Site Reliability Engineer
Additional responsibilities will include but are not limited to;
- Cloud Infrastructure Management: Writing pull requests (PRs) to make changes that improve and optimize our AWS+Terraform+Kubernetes setup, centring around ensuring its high availability, scalability, and resilience.
- Security & Compliance: Implementing security measures, auditing the cloud environment, and ensuring adherence to compliance standards.
- Tool Development: Expanding our internal tool base, focusing on Infrastructure as a Code and configuration management improvements.
- Issue Resolution: Collaborating with teams to identify and resolve infrastructure-related issues swiftly, minimizing any impact on product performance.
- Cloud Strategy Advocacy: Championing cloud strategies that align with and advance our business objectives, especially during pitch cycles and other planning meetings.

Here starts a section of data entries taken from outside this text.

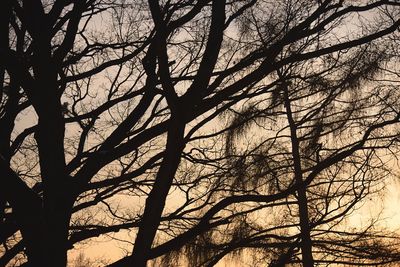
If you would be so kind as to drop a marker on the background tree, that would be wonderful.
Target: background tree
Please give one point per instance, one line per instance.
(111, 120)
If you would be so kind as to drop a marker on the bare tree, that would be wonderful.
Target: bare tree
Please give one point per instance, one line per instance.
(111, 120)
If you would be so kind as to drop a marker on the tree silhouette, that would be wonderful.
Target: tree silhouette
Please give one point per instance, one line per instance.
(135, 116)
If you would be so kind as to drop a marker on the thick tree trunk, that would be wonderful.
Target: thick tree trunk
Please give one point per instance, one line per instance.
(305, 231)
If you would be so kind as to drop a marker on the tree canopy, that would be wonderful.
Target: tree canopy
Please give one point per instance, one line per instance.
(194, 131)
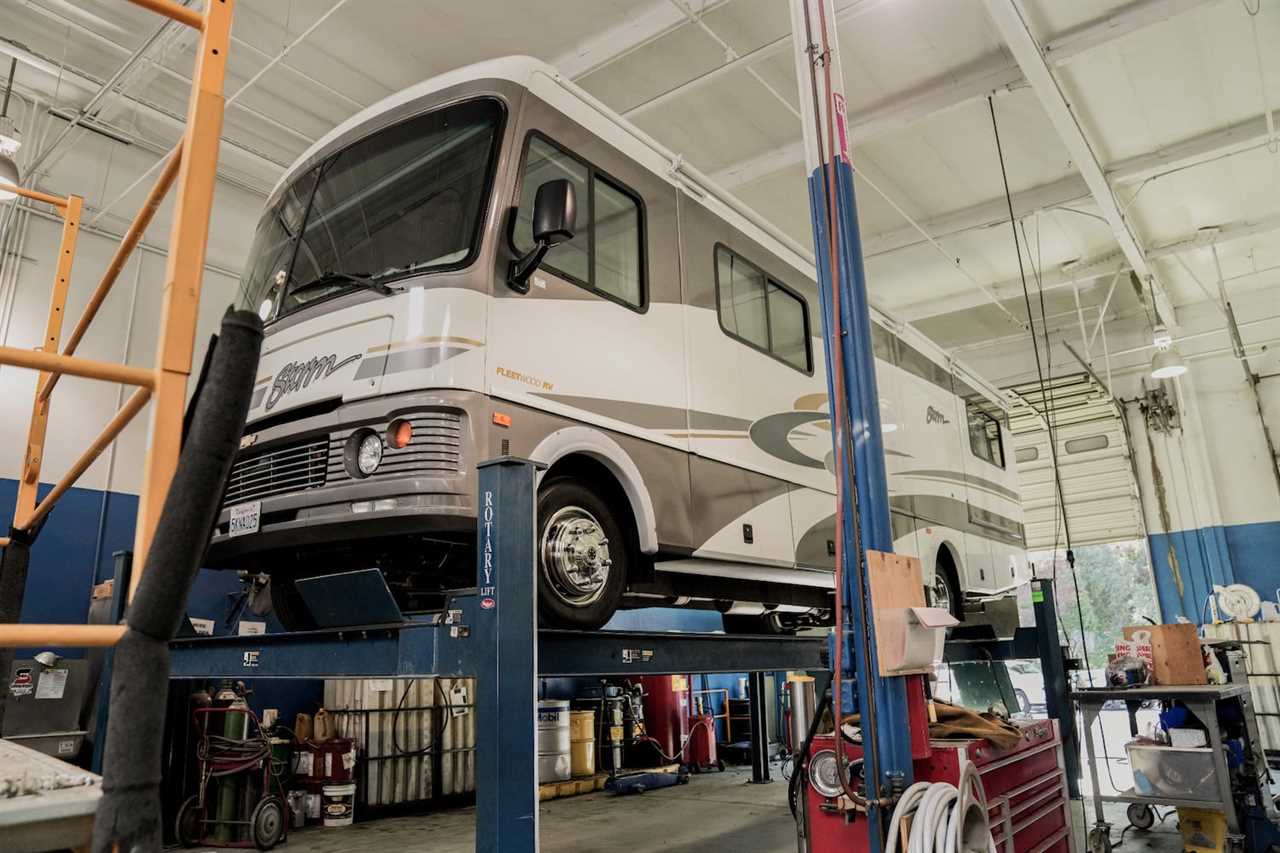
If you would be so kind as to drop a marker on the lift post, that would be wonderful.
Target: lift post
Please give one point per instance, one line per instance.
(883, 703)
(489, 633)
(507, 671)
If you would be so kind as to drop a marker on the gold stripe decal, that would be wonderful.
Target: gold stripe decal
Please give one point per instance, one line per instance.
(398, 345)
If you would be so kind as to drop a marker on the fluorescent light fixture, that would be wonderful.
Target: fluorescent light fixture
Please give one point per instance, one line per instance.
(9, 137)
(1168, 364)
(8, 174)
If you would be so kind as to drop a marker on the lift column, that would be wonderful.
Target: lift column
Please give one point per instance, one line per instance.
(506, 649)
(882, 702)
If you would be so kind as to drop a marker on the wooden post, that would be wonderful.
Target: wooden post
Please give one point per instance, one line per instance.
(36, 432)
(187, 242)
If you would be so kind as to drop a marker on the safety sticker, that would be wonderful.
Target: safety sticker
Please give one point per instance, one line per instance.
(53, 684)
(22, 683)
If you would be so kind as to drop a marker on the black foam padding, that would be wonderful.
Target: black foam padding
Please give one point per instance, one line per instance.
(128, 815)
(196, 491)
(129, 810)
(14, 560)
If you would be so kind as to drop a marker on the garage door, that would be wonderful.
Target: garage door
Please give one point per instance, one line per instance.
(1093, 457)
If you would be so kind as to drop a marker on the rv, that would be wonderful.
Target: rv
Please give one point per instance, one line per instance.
(493, 263)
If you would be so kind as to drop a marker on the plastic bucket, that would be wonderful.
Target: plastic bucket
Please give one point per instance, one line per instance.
(338, 804)
(581, 733)
(553, 740)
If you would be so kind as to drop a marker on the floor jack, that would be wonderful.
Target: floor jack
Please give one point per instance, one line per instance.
(638, 781)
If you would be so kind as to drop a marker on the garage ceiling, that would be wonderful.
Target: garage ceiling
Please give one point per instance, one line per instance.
(1169, 99)
(1097, 479)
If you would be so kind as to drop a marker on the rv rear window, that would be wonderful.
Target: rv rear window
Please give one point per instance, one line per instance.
(984, 438)
(607, 251)
(762, 311)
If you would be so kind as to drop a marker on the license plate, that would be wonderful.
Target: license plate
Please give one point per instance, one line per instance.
(245, 519)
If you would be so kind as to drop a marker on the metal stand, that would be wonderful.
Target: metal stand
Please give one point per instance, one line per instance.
(759, 729)
(1040, 643)
(489, 633)
(1203, 702)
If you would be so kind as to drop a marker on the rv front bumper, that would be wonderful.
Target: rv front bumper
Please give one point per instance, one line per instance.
(298, 480)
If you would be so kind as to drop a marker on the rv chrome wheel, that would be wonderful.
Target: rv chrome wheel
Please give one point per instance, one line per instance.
(941, 592)
(575, 556)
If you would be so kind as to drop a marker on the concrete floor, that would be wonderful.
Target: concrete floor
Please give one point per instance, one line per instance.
(713, 813)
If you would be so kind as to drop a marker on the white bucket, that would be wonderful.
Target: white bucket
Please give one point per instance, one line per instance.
(553, 740)
(338, 804)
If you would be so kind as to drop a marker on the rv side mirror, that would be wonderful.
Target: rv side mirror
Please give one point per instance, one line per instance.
(554, 218)
(554, 213)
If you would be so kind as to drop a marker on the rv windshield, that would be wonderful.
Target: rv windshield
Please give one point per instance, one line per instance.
(405, 200)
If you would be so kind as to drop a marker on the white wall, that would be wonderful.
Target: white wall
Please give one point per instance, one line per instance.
(128, 322)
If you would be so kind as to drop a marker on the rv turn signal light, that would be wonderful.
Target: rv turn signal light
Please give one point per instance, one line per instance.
(400, 434)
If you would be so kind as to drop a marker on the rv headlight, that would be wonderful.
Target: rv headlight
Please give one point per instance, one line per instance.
(370, 454)
(824, 775)
(364, 454)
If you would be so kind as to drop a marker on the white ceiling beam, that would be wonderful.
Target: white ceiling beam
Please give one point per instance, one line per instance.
(1089, 270)
(1095, 33)
(780, 45)
(1214, 145)
(640, 27)
(1225, 141)
(1018, 37)
(992, 77)
(981, 215)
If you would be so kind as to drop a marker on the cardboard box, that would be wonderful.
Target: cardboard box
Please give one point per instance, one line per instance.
(1175, 653)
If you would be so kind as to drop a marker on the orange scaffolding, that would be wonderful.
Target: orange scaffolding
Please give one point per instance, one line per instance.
(192, 165)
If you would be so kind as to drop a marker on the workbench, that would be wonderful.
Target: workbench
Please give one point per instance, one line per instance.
(1202, 701)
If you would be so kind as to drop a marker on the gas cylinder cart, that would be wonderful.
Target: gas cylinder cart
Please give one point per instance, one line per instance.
(1225, 775)
(240, 801)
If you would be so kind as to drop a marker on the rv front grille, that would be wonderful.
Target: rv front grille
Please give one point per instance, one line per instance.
(292, 468)
(435, 448)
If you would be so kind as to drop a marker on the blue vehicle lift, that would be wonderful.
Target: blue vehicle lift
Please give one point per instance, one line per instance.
(490, 634)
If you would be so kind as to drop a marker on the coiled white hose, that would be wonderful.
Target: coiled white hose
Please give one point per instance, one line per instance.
(940, 811)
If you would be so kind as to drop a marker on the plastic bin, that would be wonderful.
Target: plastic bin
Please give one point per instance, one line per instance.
(1180, 772)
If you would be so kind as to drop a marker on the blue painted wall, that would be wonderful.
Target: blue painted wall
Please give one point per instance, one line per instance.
(1246, 553)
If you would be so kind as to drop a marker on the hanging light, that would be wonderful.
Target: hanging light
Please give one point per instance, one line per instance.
(8, 174)
(9, 141)
(9, 137)
(1168, 361)
(1168, 364)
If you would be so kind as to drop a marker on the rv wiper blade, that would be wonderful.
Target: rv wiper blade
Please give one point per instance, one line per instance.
(360, 281)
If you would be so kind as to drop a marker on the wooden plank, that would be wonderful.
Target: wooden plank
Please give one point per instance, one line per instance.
(896, 584)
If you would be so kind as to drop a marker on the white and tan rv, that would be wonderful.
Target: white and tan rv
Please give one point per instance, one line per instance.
(493, 263)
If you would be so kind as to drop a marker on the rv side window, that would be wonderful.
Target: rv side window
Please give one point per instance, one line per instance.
(762, 311)
(606, 254)
(984, 438)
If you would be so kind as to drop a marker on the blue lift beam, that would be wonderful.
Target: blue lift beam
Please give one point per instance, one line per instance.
(489, 633)
(831, 186)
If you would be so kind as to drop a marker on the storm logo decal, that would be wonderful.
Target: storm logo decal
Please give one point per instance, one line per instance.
(782, 437)
(300, 374)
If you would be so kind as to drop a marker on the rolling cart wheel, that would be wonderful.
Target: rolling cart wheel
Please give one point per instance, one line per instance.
(1141, 816)
(186, 826)
(268, 822)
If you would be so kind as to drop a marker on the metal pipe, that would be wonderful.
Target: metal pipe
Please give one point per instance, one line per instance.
(73, 635)
(35, 195)
(87, 368)
(174, 12)
(109, 433)
(122, 255)
(104, 90)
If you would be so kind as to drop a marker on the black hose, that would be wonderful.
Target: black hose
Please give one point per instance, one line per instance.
(128, 815)
(801, 756)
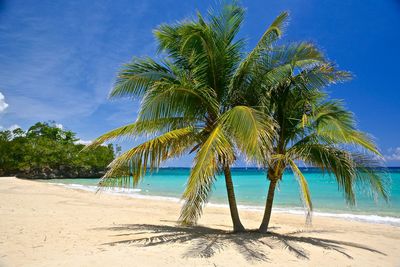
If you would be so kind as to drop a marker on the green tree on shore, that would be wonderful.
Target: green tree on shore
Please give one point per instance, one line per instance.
(46, 151)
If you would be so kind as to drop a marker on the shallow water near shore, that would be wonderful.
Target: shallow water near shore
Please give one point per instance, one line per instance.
(251, 188)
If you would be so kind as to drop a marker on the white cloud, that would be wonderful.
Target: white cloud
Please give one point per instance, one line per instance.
(3, 104)
(13, 127)
(59, 126)
(83, 142)
(394, 154)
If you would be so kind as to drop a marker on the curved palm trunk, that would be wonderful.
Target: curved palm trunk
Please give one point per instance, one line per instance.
(268, 206)
(237, 225)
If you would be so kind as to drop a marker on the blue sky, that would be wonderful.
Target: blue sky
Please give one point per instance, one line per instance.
(58, 59)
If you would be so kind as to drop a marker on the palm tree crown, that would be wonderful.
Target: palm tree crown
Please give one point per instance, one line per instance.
(187, 107)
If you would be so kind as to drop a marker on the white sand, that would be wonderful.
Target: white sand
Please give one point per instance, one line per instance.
(49, 225)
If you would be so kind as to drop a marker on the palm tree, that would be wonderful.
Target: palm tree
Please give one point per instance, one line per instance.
(288, 85)
(189, 104)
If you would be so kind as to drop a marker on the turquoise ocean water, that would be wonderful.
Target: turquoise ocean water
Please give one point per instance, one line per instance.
(251, 187)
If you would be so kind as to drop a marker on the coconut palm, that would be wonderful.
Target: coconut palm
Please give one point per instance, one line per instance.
(189, 105)
(288, 84)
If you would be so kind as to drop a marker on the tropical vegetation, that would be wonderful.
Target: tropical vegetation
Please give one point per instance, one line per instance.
(48, 151)
(209, 97)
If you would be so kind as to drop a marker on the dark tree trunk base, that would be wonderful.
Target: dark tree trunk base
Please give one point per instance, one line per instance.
(237, 224)
(268, 207)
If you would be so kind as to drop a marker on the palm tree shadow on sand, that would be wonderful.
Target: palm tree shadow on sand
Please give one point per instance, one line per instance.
(206, 242)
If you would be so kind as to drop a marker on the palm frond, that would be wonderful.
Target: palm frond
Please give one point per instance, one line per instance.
(138, 128)
(251, 130)
(136, 77)
(134, 163)
(202, 175)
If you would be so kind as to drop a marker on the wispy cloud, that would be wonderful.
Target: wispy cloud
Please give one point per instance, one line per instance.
(3, 104)
(61, 61)
(393, 154)
(83, 142)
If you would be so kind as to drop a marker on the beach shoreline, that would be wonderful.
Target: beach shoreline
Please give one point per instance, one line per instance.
(45, 225)
(136, 193)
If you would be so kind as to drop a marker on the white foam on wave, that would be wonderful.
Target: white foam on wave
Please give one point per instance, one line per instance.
(136, 193)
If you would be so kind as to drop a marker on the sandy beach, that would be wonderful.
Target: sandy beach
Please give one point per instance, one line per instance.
(49, 225)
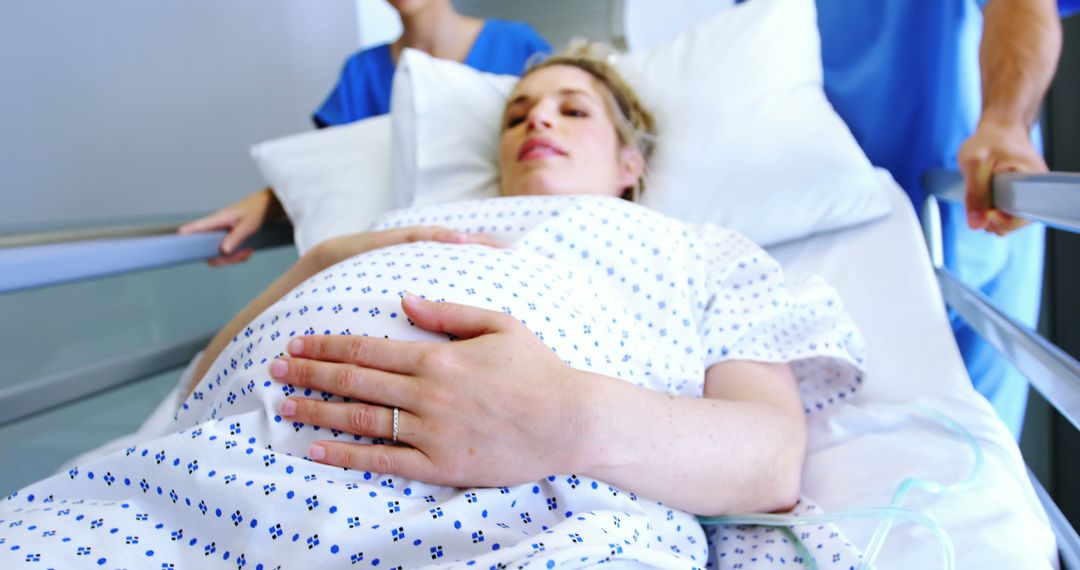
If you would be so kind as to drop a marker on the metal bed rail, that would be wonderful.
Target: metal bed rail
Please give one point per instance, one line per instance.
(59, 260)
(53, 258)
(1054, 200)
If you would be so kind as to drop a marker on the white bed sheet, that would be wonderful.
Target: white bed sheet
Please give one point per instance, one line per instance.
(860, 452)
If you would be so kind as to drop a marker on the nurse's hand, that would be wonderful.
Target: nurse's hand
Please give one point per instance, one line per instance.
(497, 407)
(241, 220)
(996, 147)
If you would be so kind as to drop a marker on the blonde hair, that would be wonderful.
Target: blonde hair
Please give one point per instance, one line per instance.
(633, 123)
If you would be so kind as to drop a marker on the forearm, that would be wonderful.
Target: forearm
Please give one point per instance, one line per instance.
(704, 456)
(1022, 40)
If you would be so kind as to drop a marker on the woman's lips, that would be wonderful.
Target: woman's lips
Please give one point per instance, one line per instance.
(539, 148)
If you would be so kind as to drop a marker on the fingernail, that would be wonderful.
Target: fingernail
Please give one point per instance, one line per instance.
(279, 368)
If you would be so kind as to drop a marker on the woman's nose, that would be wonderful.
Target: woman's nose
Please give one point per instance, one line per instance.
(537, 120)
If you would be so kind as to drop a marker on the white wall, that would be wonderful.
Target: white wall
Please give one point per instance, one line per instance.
(378, 23)
(649, 23)
(118, 108)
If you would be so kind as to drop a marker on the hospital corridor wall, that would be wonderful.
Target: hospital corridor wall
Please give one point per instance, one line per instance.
(1049, 437)
(123, 111)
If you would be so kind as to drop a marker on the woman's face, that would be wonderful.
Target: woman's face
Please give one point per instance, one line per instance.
(558, 138)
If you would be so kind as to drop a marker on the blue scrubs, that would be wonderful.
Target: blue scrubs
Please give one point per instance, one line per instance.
(904, 76)
(363, 90)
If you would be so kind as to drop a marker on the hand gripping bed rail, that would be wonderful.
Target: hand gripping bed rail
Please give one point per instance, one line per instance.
(1053, 199)
(51, 258)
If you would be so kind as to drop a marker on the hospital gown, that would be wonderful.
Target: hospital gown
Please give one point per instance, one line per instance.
(610, 286)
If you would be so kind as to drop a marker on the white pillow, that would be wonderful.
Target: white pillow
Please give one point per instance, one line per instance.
(746, 137)
(333, 181)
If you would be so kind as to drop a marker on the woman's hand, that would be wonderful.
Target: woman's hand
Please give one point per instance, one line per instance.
(241, 219)
(342, 247)
(495, 408)
(996, 147)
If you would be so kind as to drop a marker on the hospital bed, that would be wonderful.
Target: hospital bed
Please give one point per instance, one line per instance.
(860, 452)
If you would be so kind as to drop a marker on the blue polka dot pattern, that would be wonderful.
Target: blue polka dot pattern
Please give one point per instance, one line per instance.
(610, 286)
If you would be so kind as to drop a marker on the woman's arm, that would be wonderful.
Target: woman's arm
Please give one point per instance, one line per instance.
(500, 408)
(316, 259)
(241, 219)
(739, 449)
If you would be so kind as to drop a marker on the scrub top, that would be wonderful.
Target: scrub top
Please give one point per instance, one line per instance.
(904, 76)
(363, 90)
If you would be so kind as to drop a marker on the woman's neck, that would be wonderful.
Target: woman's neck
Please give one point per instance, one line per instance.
(440, 31)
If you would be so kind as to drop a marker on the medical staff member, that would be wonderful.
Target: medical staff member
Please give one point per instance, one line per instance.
(903, 76)
(363, 91)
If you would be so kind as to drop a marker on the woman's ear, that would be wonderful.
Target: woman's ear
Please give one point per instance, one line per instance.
(631, 166)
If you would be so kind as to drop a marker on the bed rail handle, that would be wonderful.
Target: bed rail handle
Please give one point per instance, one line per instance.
(1051, 198)
(64, 257)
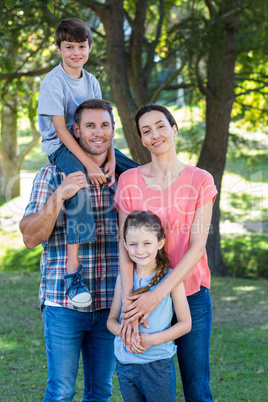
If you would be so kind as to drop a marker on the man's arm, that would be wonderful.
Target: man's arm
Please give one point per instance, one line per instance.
(37, 227)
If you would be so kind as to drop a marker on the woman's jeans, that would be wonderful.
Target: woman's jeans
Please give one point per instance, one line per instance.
(80, 225)
(150, 382)
(67, 333)
(193, 349)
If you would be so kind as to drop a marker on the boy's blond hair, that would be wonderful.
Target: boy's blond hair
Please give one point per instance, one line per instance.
(73, 30)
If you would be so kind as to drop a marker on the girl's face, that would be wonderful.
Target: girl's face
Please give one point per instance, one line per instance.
(142, 246)
(156, 133)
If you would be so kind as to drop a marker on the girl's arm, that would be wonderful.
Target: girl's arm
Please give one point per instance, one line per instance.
(182, 327)
(126, 271)
(113, 319)
(95, 174)
(145, 303)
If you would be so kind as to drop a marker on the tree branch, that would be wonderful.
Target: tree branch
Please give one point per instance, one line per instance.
(251, 90)
(203, 89)
(210, 7)
(166, 83)
(150, 55)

- Knowledge Sharing: Connecting with Cloud Engineers, Site Reliability Engineers, and application engineers, documenting key decisions where possible and making sure critical knowledge isn't siloed in a single spot in the organization.
What you can expect your first 12 months will look like;
- Infrastructure Knowledge: Within six months, acquire expert understanding of and submit an approved peer-reviewed pull request (APRPR) for each of the following technologies: Terraform, Flux, Kustomize, and Argo.
- Stability Improvements: In the first 6-9 months, deliver a POC for a technology improvement centred around improving or maintaining uptime, reducing the reliance on single points of failure, or reducing the Time to Recovery after an incident.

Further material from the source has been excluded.